In 2012, however, she was back in her comfort zone, with Girls Aloud reunited as part of their ten-year anniversary. “I couldn’t wait,” she beams. “I was like ‘I can do this’. It felt comfortable.” Prior to the public announcement in November of that year, Brian Higgins had been making trips to LA to start recording songs that would help fulfil that new three-album deal they’d signed in 2009. “[Brian and I] were recording with the thought process that this was a long-term thing, or as long as people wanted us around,” she says. Unbeknownst to Nadine, that wasn’t how the rest of the band felt. On the last date of the hugely successfully Ten tour, and following the number 2 success of their barn-storming comeback single Something New, Nadine received a visit. “Just before the last show, before I got dressed, I was told that the girls wanted to break up the band. I was in the dressing room getting my make-up done and I was told by the management team.” Having always worked to a majority rule, there was nothing Nadine could do. Then came the next surprise; the band were to announce the split via a tweeted statement after the show was over. “So then I said, ‘I don’t want to be part of that’. Our manager read [the statement] out and I said ‘remove my name from that, I don’t believe in what that’s saying’. It got sent late at night too, and they’d done it before we’d even left the venue, before they’d even finished taking down the stage.”
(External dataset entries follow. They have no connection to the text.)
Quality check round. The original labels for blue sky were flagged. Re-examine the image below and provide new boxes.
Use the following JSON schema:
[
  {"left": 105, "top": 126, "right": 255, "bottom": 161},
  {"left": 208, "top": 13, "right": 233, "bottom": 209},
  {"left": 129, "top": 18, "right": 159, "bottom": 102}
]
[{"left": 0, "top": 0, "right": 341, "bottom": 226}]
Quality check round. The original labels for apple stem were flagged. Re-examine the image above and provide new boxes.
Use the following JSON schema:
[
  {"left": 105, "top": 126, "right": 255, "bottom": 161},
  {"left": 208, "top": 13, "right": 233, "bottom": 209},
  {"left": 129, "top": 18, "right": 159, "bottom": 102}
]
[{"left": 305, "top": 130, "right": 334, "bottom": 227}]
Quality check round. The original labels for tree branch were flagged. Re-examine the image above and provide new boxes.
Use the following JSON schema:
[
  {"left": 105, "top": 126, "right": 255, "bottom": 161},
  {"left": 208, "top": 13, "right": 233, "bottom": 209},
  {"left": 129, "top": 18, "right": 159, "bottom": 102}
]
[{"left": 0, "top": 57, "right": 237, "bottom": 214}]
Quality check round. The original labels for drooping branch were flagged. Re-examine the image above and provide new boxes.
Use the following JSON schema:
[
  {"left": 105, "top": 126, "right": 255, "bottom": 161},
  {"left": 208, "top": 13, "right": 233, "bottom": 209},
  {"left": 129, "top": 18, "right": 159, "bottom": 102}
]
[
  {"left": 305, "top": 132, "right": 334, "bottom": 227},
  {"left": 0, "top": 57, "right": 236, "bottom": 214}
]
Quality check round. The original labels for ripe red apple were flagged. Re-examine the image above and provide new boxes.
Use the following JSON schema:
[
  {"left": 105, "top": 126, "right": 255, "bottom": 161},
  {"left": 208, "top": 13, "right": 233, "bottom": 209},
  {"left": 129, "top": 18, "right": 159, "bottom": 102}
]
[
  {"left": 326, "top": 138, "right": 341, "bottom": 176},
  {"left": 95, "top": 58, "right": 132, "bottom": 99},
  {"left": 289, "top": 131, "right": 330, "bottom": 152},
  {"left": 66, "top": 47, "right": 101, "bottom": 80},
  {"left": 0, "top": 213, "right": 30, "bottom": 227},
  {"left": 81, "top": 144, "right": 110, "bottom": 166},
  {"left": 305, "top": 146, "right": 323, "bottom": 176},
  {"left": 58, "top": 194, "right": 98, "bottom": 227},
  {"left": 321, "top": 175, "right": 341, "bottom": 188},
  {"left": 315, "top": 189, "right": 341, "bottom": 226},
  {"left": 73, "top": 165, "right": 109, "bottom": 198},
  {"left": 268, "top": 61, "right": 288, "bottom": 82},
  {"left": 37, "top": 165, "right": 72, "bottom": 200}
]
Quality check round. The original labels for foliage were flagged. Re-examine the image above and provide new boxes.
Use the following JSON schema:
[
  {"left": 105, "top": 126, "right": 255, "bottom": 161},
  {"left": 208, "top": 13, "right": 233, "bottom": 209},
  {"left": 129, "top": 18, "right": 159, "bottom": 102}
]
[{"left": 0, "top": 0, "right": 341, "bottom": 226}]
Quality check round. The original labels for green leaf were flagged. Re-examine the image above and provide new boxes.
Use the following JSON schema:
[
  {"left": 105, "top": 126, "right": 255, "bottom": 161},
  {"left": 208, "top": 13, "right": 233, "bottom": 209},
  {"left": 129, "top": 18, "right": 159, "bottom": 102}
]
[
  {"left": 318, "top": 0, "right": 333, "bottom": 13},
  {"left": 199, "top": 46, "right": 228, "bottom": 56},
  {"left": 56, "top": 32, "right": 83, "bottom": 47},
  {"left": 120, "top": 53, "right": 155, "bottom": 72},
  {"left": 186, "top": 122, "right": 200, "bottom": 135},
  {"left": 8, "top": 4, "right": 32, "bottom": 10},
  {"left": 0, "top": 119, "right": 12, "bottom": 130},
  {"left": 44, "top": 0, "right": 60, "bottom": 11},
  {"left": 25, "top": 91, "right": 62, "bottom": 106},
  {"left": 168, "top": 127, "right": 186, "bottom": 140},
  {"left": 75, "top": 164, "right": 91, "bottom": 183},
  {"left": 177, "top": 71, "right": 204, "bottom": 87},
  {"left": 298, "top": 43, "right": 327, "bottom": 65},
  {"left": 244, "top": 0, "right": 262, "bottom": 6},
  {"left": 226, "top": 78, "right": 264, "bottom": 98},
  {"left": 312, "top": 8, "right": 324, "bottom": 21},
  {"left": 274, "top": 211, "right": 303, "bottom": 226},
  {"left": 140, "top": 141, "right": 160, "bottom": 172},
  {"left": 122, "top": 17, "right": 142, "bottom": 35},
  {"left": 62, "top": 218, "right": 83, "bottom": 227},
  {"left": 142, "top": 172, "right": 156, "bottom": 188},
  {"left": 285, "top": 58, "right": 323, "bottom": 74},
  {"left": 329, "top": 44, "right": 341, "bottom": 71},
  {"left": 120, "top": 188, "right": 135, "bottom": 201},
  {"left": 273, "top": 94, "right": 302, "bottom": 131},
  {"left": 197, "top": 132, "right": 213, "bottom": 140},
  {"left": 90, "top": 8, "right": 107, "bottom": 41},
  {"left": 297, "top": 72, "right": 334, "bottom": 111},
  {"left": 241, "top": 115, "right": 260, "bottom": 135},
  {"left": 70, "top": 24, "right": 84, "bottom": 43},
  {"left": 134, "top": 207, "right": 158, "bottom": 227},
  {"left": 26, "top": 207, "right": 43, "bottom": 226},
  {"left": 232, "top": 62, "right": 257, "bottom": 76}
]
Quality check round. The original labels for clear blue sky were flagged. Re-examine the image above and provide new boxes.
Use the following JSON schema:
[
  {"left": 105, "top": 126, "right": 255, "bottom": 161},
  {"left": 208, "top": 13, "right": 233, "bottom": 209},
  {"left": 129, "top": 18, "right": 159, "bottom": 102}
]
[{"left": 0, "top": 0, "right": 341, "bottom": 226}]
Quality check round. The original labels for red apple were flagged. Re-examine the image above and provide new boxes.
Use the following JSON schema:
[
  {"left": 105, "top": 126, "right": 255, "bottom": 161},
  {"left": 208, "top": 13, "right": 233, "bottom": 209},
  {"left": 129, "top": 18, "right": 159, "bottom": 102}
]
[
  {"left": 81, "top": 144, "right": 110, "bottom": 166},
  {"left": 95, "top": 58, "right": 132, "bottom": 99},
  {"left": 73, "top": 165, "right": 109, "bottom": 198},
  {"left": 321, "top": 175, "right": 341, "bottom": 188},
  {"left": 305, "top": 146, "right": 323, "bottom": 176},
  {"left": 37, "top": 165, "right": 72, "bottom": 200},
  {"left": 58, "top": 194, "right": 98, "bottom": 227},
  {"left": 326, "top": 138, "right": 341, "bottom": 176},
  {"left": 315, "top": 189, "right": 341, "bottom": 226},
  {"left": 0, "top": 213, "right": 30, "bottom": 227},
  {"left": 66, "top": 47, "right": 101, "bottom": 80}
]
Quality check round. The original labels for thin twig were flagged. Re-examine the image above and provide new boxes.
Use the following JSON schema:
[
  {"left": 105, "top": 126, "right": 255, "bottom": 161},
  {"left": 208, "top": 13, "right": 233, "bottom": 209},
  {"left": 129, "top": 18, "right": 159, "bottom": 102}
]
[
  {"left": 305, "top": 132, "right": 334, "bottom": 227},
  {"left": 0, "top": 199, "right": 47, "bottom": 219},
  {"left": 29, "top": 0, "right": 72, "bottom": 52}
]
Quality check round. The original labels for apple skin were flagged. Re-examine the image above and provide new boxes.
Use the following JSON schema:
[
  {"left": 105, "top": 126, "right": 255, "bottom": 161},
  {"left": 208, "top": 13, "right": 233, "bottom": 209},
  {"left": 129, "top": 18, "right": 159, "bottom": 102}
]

Sarah aside, Nadine hasn’t heard from the rest of the girls since that final night of the tour in 2013, likening their relationship to that of co-workers who just had to get on with things. Not that she regrets the reunion, more that she wishes it had been billed as a proper farewell tour. What it did mean, however, was that she now had a clutch of Brian Higgins-produced bangers in her back pocket, but, once again, this being Nadine, things weren’t quite as straightforward as that. In fact, it wasn’t until 2015 that she and Brian reconnected. “I’d moved back to the UK and had a UK number, so no longer had the US one, and Brian had been trying to get in touch. Then one night I got into an Uber and there was a really good song on and I was like ‘God, I need to start making really good music. Who does really good music…Brian Higgins!’. So I text him and he was like ‘Nadine I’ve been trying to contact you!’. We met a few days later.”

Going into the sessions with a completely open mind, the pair slotted back into their respective comfort zones, Nadine belting out majestic pop songs while Brian and his coterie of production geeks weaved various lyrics and melodies together to make chart gold. Slowly they started building up a collection of songs, including the glistening, low-slung strut of You Got; a Call The Shots-esque semi-ballad called I Fall, and the ludicrous, brain-melting experimentation of songs like Girls On Fire and Fool For Love. “There are some bonkers ones on there,” she confirms. “Some of them are like assaults. It was all about finding what worked because my voice is on its own now, so there’s no mixing of vocals.” A couple of the songs from those aborted Girls Aloud sessions also survived, the thread running through them being Nadine’s powerhouse vocals. Then there’s Go To Work, a sleek, dance-lead future classic that sounds simultaneously retro and forward-thinking. “When you’re constantly writing you write a lot about relationships and so it was like ‘what else annoys you about being in relationships?’ and Sarah [Thompson, Xenomania songwriter] came up with this idea of writing about them being lazy and not getting up in the mornings. Then we started writing.”

As is the Xenomania way, Go To Work went through various permutations before pop alchemy was created. At one point, a couple of months after the song was recorded, Brian, unbeknownst to Nadine, played it in a meeting with the head of Virgin EMI, Ted Cockle. Refusing to initially tell him who was singing, Cockle was blown away, confirming details of a record deal right there and then. “I was jumping for joy when Brian called! I wanted to sign it right then. Even coming into the Universal building, who we’d done all the Girls Aloud stuff with, I want to cry a wee bit. Working with Brian again, all the things that have always been so good.” Fifteen years after her musical journey started, Nadine Coyle is back where she should be; creating gloriously off-centre, head-spinning pop songs to make people dance.